For five accessions, the prior array data analyzed for TOPMed were derived from ‘fingerprints’ compiled by dbGaP (Yumi Jin, see URL below).   The fingerprints consist of genotypes from a set of 10,000 bi-allelic autosomal SNP markers chosen to occur on multiple commercial arrays and to have a minor allele frequency (MAF) > 5%.   For the remaining seven accessions, all autosomal SNPs with MAF > 5% on a genome-wide array were used.  In both cases (fingerprints and full array), percent concordance was determined by matching on heterozygous versus homozygous status (rather than specific alleles) to avoid strand issues.  Concordance percentages for array-WGS matches were generally in the high 90s, while those considered to be mismatches were in the 50-60% range (empirically determined to be the expected matching level for random pairs of samples).  We found that 99.6% of the 12,386 WGS samples tested were concordant with prior array data.  Discordant samples were either excluded from the October 2016 release or resolved as sample switches using pedigree and/or sex-mismatch results.

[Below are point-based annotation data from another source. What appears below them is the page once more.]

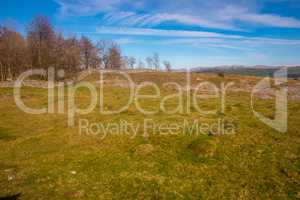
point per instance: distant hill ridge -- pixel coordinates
(258, 70)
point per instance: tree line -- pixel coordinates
(42, 48)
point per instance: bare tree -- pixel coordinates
(141, 65)
(149, 61)
(156, 61)
(41, 41)
(13, 53)
(131, 62)
(114, 58)
(167, 65)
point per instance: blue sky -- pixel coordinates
(189, 33)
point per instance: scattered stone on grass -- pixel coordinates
(144, 149)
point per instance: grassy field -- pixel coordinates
(42, 158)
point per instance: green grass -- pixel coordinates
(40, 153)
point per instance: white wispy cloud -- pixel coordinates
(195, 38)
(160, 32)
(149, 20)
(217, 14)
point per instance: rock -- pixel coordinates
(144, 149)
(73, 172)
(77, 194)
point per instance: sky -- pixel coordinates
(188, 33)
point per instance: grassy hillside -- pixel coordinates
(42, 158)
(293, 72)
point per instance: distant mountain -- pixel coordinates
(258, 70)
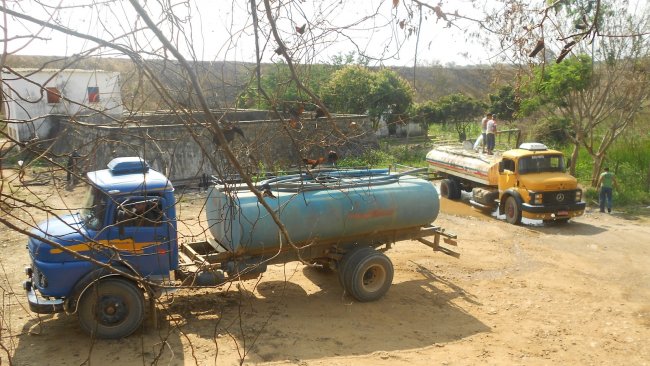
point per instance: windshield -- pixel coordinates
(92, 212)
(541, 164)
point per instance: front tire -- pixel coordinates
(369, 276)
(450, 189)
(513, 212)
(113, 308)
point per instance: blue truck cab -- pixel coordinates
(122, 247)
(127, 225)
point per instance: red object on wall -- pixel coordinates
(93, 94)
(53, 95)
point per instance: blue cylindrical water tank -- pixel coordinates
(325, 206)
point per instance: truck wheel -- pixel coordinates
(450, 189)
(513, 213)
(369, 276)
(347, 258)
(113, 308)
(556, 221)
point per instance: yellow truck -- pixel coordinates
(528, 182)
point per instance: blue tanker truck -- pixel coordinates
(121, 250)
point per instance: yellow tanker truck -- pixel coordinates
(528, 182)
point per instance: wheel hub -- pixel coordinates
(110, 310)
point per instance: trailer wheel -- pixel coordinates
(513, 212)
(113, 308)
(343, 264)
(369, 276)
(450, 189)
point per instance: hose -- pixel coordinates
(334, 179)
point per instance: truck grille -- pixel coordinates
(559, 198)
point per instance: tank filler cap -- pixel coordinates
(533, 146)
(128, 165)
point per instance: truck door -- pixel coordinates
(142, 234)
(507, 177)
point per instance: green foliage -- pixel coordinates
(504, 103)
(389, 93)
(278, 84)
(461, 111)
(348, 90)
(554, 83)
(370, 158)
(424, 113)
(356, 89)
(629, 160)
(405, 154)
(552, 130)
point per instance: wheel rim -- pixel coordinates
(444, 191)
(111, 310)
(510, 209)
(374, 278)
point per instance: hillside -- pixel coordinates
(223, 81)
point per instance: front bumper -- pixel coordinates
(553, 212)
(40, 305)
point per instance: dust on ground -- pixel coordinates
(525, 295)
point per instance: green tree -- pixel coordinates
(348, 90)
(600, 101)
(461, 111)
(504, 103)
(281, 88)
(356, 89)
(390, 96)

SNP fingerprints:  https://www.ashg.org/wp-content/uploads/2019/10/2014-platform-abstracts.pdf

Comparisons of observed and expected relatedness from pedigrees

Kinship coefficients (KCs) were estimated for all pairs of individuals using ~250k single nucleotide variants that are autosomal, MAF >5%, heterozygosity < 0.55, and pruned to have low linkage disequilibrium (r2<0.1) with one another.  The estimation procedure used ‘PC-Relate’ (Conomos et al. 2016, DOI: 10.1016/j.ajhg.2015.11.022), which is robust to population structure, admixture and departures from Hardy-Weinberg Disequilibrium.  The KC estimates were compared to those expected from pedigrees for the accessions with annotated family structure (phs000956, phs000974, phs000988, phs000964, and phs000954).  Discrepancies between observed and expected KCs were investigated and, in many cases, resolved either by correcting sample-subject mapping for sample switches or by making a change in the pedigree structure.  Pedigree changes were warranted when one alteration resolved multiple KC discrepancies or when supported by additional information from the studies.